Don’t wear old shoes

Your running shoes should be tip-top condition in order to provide you with the right level of support and grip. You should also avoid wearing shoes that are meant for other sports as they may not be suitable for running and could increase your risk of injury.

Do land midsole

You should ensure you are landing on midsole of your foot when running, instead of your heel. This will help to reduce the impact of each step on your joints and bones, as your muscles are able to better catch the weight of your body. This is especially important if you run on hard surfaces like concrete.

Don’t use long strides

Using long strides when running can use more energy while being less effective. It also means you are less stable, which can increase your risk of falling and mean that you are not able to catch yourself before you do. Instead, you should stand tall and lean forward slightly, which allows you to step forward slightly more if you do feel like you’re going to fall.

Do run at your own pace

Running for leisure isn’t a race and so you don’t need to push yourself too hard. While a challenge is good, overdoing it can cause injury. Pay attention to your body, as it will tell you if you are pushing yourself too hard and need to alter your pace.

Don’t wear hats in warm weather

You lose most of your body’s heat through the top of your head, so if the weather is warm and you put on a hat, you risk overheating on your run. Instead, keep your head bare and if you still overheat, try putting cold water over your head to cool off.

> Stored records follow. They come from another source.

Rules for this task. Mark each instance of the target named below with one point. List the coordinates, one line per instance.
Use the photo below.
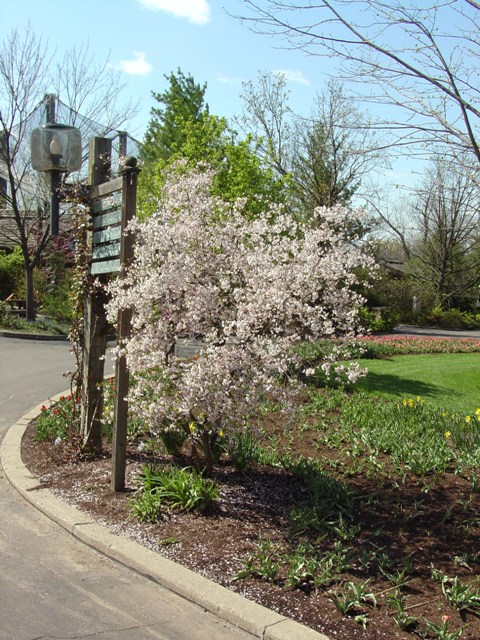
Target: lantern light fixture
(56, 149)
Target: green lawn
(451, 381)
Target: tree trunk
(30, 313)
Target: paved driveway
(53, 586)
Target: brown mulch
(256, 503)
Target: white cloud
(138, 66)
(292, 76)
(197, 11)
(227, 79)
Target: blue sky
(146, 39)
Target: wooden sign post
(119, 441)
(113, 205)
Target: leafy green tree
(198, 138)
(183, 102)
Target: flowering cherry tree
(247, 289)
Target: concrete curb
(32, 336)
(249, 616)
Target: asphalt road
(51, 585)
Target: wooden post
(119, 439)
(95, 323)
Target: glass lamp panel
(56, 147)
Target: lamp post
(56, 149)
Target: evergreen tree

Do wear loose-fitting clothing

Another way to avoid overheating is to wear loose-fitting clothing, as they will allow heat to escape. You should also opt for fabrics that will remove perspiration from your skin, as this will help your body cool down faster and reduce chafing. This means steering clear of cotton.

Don’t take painkillers

You shouldn’t take pain killers to try and mask an injury that is caused by running or hurts when running just so you can carry on. This can make your injury worse and mean that you can’t exercise at all until it heals. If you are too injured to run, try a low impact exercise instead, such as swimming.

Do be aware of your surroundings

While it is easy to get in the zone when running and block everything else out, this can mean you’re more vulnerable to hazards, such as cars, bikes and pedestrians. You should always be alert enough to see hazards and should ensure you’re watching out for cars when running on a road rather than expecting them to watch out for you.

Don’t wear headphones

The beat of your music may help to drive you on, but the music will also reduce how alert you are as you can’t hear hazards. If you want to run with music playing, opt for a treadmill rather than running outside.